SHETLAND is set to receive nearly £1.9 million over the coming few years as part of a UK Government scheme to replace former EU funding programmes.

The government said “funding decisions will be made by elected leaders in local government, with input from local members of parliament and local businesses and voluntary groups”.

A total of £212 million has been earmarked for Scotland through the shared prosperity fund.

Every part of the UK will receive an allocation for the years 2022/23, 2023/24 and 2024/25.

The allocation formula for the fund takes into account both the local population data, and a broadly based measure of need, including factors like unemployment and income levels.

Highlands and Islands Conservative MSP Jamie Halcro Johnston said it is vital in the region that “funding support is directed to local priorities”.

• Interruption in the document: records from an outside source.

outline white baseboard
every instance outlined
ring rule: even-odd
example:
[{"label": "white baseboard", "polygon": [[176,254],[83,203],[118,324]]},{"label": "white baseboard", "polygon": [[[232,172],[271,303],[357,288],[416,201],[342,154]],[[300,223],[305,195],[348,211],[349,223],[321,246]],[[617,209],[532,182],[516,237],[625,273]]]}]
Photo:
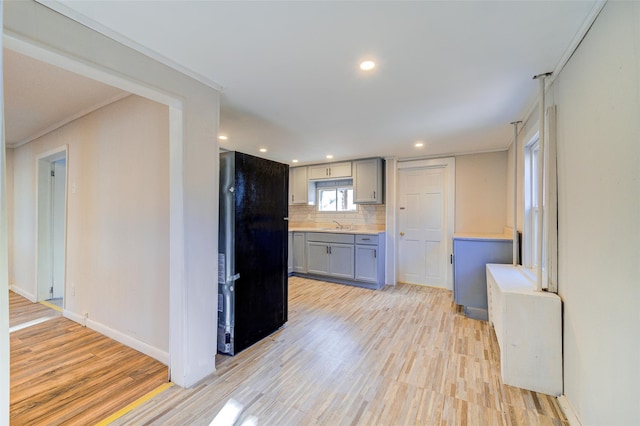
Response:
[{"label": "white baseboard", "polygon": [[104,334],[105,336],[116,340],[123,345],[129,346],[130,348],[133,348],[138,352],[142,352],[143,354],[160,361],[164,365],[169,365],[169,352],[162,351],[138,339],[127,336],[120,331],[107,327],[102,323],[93,321],[90,318],[85,318],[82,315],[78,315],[75,312],[71,312],[65,309],[62,314],[65,318],[69,318],[70,320],[75,321],[80,325],[89,327],[90,329],[97,331],[100,334]]},{"label": "white baseboard", "polygon": [[570,426],[582,426],[582,423],[580,423],[580,420],[578,420],[578,416],[576,415],[573,406],[565,395],[560,395],[558,397],[558,405],[560,405],[560,409],[562,410],[564,416],[567,418]]},{"label": "white baseboard", "polygon": [[37,302],[37,297],[36,297],[35,294],[29,293],[29,292],[21,289],[20,287],[16,287],[15,285],[10,285],[9,286],[9,290],[13,291],[16,294],[19,294],[22,297],[26,297],[27,299],[29,299],[33,303]]}]

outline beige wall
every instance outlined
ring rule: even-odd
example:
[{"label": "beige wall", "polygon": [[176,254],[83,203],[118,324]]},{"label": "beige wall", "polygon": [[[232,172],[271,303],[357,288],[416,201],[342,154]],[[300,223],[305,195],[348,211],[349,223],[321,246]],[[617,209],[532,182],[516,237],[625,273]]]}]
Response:
[{"label": "beige wall", "polygon": [[[640,424],[640,4],[608,2],[547,91],[557,106],[564,393],[585,425]],[[518,229],[523,229],[523,145]],[[511,148],[513,149],[513,148]],[[509,156],[513,152],[509,152]],[[512,167],[511,160],[509,167]],[[509,186],[512,176],[509,174]],[[513,195],[508,192],[510,225]],[[524,235],[526,239],[528,236]]]},{"label": "beige wall", "polygon": [[564,389],[640,424],[640,3],[609,2],[555,80]]},{"label": "beige wall", "polygon": [[65,144],[65,309],[87,313],[97,328],[168,353],[169,112],[164,105],[129,96],[13,151],[10,282],[35,297],[36,157]]},{"label": "beige wall", "polygon": [[506,188],[506,151],[457,156],[455,232],[502,233]]},{"label": "beige wall", "polygon": [[11,208],[11,201],[13,200],[13,149],[7,148],[6,151],[6,165],[7,165],[7,250],[8,250],[8,279],[9,285],[13,283],[13,253],[11,247],[13,247],[13,209]]}]

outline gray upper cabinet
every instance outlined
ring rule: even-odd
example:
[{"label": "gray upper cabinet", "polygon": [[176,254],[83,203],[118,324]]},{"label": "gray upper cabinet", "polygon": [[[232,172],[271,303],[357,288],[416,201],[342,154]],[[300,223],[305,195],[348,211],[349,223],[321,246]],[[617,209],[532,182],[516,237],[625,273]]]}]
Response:
[{"label": "gray upper cabinet", "polygon": [[353,202],[382,204],[384,202],[384,167],[382,158],[353,162]]},{"label": "gray upper cabinet", "polygon": [[309,180],[342,179],[351,177],[351,162],[308,166]]},{"label": "gray upper cabinet", "polygon": [[309,182],[306,167],[289,169],[289,204],[309,203]]}]

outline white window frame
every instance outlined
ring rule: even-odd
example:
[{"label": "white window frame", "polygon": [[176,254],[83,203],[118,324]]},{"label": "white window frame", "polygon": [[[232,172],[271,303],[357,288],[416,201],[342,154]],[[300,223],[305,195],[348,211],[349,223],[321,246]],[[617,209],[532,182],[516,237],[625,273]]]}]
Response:
[{"label": "white window frame", "polygon": [[[523,265],[537,275],[538,222],[538,161],[540,160],[540,135],[536,133],[524,147],[524,235]],[[544,250],[544,246],[543,246]],[[544,259],[544,254],[542,256]],[[544,263],[543,263],[544,267]]]},{"label": "white window frame", "polygon": [[[353,210],[338,210],[337,209],[337,205],[336,205],[336,210],[321,210],[321,200],[322,197],[320,196],[320,191],[326,191],[326,190],[335,190],[338,191],[339,189],[347,189],[347,190],[351,190],[351,193],[353,194],[353,185],[335,185],[335,186],[318,186],[316,188],[316,200],[317,200],[317,212],[318,213],[328,213],[328,214],[349,214],[349,213],[357,213],[358,212],[358,205],[354,204],[354,209]],[[336,198],[337,198],[337,193],[336,193]]]}]

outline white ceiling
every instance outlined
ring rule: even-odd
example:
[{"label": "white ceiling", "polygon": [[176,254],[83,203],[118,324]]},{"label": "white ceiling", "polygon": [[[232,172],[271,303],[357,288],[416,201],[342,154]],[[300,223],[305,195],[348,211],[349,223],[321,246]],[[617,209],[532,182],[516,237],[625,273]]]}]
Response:
[{"label": "white ceiling", "polygon": [[10,147],[128,95],[12,50],[3,53],[5,140]]},{"label": "white ceiling", "polygon": [[[223,147],[300,164],[326,154],[336,161],[505,149],[509,122],[535,101],[532,77],[561,64],[598,6],[42,2],[221,86]],[[358,69],[364,58],[376,61],[374,72]],[[418,140],[424,148],[413,146]]]}]

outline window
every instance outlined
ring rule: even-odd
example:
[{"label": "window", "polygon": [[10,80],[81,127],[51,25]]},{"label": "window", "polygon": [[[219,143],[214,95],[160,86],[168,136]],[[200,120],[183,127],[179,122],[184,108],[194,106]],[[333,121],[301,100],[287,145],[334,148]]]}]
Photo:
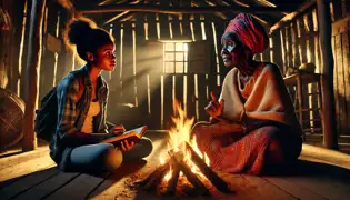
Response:
[{"label": "window", "polygon": [[187,73],[188,44],[183,42],[164,43],[164,73]]}]

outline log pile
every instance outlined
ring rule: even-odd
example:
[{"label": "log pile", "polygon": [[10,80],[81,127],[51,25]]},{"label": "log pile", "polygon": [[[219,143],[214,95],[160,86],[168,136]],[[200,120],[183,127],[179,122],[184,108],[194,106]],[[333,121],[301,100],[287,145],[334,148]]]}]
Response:
[{"label": "log pile", "polygon": [[212,171],[206,162],[198,156],[198,153],[191,148],[189,143],[180,146],[184,149],[180,151],[168,151],[169,158],[167,162],[158,167],[152,173],[150,173],[144,180],[137,182],[137,184],[146,191],[154,191],[164,178],[164,176],[171,169],[171,178],[168,180],[166,194],[174,196],[177,186],[179,182],[180,172],[186,176],[187,180],[194,187],[196,196],[210,196],[209,190],[204,183],[199,179],[197,173],[193,173],[190,166],[184,160],[184,153],[190,153],[191,161],[199,168],[201,173],[222,193],[231,193],[228,184]]}]

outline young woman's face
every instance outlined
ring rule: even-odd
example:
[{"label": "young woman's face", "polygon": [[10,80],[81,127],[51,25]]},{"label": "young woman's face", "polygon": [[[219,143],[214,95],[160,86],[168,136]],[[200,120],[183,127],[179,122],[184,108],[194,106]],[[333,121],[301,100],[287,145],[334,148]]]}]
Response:
[{"label": "young woman's face", "polygon": [[237,40],[233,32],[228,32],[222,37],[221,57],[226,67],[243,67],[248,57],[243,46]]},{"label": "young woman's face", "polygon": [[113,71],[116,67],[114,44],[101,46],[96,54],[94,66],[106,71]]}]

“That is why I welcome the work that has been done by the UK Government to create the new UK Shared Prosperity Fund and to cut back the bureaucracy that characterised the old EU structural funds that it replaces,” he added.

But Northern Isles MP Alistair Carmichael said the “devil will be in the detail”.

And the Scottish Government said it “undermines devolution” and “fails communities”, adding that the £32 million allocated to Scotland for 2022/23 is £151 million short of the £183 million estimated to be an appropriate replacement for EU structural funds.

“It is some comfort – albeit no less than we ought to expect – that the government has committed to match past EU funding in the new settlement for Scotland,” Carmichael added.

“The devil will be in the detail and there are already concerns that some sleight of hand may be going on. It should be noted that other parts of the UK are already seeing significant drops in their funding under the new scheme, so we cannot afford to be complacent.”

But the Liberal Democrat said “if managed correctly then there is a genuine opportunity for communities to have more of a say in how funds are dispersed and to benefit more directly from projects”.

He said he will work closely with new councils in Shetland and Orkney to “ensure that the isles get a fair look in when funding is allocated”.

The UK Shared Prosperity Fund is in addition to other levelling up funding for Scotland, including the fund which Shetland Islands Council has targeted for a new Fair Isle ferry.

Secretary of state for levelling up Michael Gove said: “We have taken back control of our money from the EU and we are empowering those who know their communities in Scotland best to deliver on their priorities.

“The UK Shared Prosperity Fund will help to unleash the creativity and talent of Scottish communities that have for too long been overlooked and undervalued.”